Abstractive summarization of long texts by representing multiple compositionalities with temporal hierarchical pointer generator network
Introduction
Summarization occupies a central role in information processing of various kinds. It has been an important challenge in a number of domains, including the natural language processing (NLP) and the information retrieval communities. There are two main approaches to the task of summarization: extraction and abstraction (Hahn & Mani, 2000). Extractive summarization involves selecting words, phrases, or sentences from the text and concatenating them into a summary, whereas abstractive summarization involves generating novel sentences from information extracted from the text (Carenini & Cheung, 2008). Extractive summarization is largely a selection problem and, in most cases, is computationally simpler than abstractive summarization, which requires both a knowledge modeling process, as well as a language generation process (Radev et al., 2003), that does not rely on extracting from the source. Due to its complexity, conventional abstractive summarization research is mostly limited to short text, and summarization of longer text is still far from satisfactory.

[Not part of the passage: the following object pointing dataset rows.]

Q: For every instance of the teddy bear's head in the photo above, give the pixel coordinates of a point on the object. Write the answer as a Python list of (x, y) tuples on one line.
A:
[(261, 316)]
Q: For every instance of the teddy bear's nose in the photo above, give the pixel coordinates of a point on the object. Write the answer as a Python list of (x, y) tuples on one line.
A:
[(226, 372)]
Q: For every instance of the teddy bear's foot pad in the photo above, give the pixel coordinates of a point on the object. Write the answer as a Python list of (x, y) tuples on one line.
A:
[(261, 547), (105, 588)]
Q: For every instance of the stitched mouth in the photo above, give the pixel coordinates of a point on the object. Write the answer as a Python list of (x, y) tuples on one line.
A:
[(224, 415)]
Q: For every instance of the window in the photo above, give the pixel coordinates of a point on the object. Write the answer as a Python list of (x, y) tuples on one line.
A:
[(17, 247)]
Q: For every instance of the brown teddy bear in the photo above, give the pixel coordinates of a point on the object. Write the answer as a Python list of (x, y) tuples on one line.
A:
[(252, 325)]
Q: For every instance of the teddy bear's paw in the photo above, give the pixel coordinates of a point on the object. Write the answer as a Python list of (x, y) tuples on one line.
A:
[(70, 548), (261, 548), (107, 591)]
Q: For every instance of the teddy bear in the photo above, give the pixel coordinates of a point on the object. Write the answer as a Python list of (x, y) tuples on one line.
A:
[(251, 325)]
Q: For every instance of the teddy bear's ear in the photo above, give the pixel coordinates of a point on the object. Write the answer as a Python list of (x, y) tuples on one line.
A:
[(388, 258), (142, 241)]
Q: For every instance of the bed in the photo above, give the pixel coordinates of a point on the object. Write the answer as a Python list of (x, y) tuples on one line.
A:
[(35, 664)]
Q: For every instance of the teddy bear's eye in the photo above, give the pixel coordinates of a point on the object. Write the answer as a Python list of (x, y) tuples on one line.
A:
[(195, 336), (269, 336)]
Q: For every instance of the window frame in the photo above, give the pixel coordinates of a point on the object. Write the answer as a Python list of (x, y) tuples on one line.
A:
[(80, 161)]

Recent developments in deep neural networks (Schmidhuber, 2015) have enabled major advances in Computer Vision and a range of other artificial intelligence applications. Convolutional neural networks (CNNs) have outperformed humans in object recognition tasks (He, Zhang, Ren, & Sun, 2015). In recent years, NLP has also seen a number of advances in fully data-driven approaches, such as neural language models (Mikolov, Karafiát, Burget, Cernocký, & Khudanpur, 2010) and distributed representation models such as word2vec (Mikolov, Sutskever, Chen, Corrado, & Dean, 2013). These may offer some fresh perspectives on how knowledge can be modeled computationally. In particular, recurrent neural network (RNN) encoder–decoders with attention have been widely adopted in sequence-to-sequence natural language tasks. Certain tasks in NLP such as machine translation, speech recognition, and text classification have seen huge success with the help of CNNs, RNNs, and sequence-to-sequence models. These tasks need to learn alignment and efficient feature extraction but require less reasoning, understanding of compositionality, and inference capabilities. The recently introduced Transformer model (Vaswani et al., 2017) has demonstrated its capabilities in machine translation without using RNNs. Bidirectional Encoder Representations from Transformer (BERT) (Devlin, Chang, Lee, & Toutanova, 2019) has improved the efficiency of feature extraction giving impressive results on tasks such as text classification. However, it remains unclear how to best utilize pre-trained LMs for generation tasks like abstractive text summarization. Rush, Chopra, and Weston (2015) have tried to address sentence compression problems using RNN encoder–decoders with attention. It consists of two RNNs, which handle knowledge modeling of text and language generation, respectively. RNN encoder–decoders have been widely used for handling longer sequence problems. These models are being improved with newer models for summarization (Nallapati et al., 2016, See et al., 2017) with additional properties to handle known issues like the rare word problem etc. but abstractive summarization of long text still remains a far-from resolved topic of research.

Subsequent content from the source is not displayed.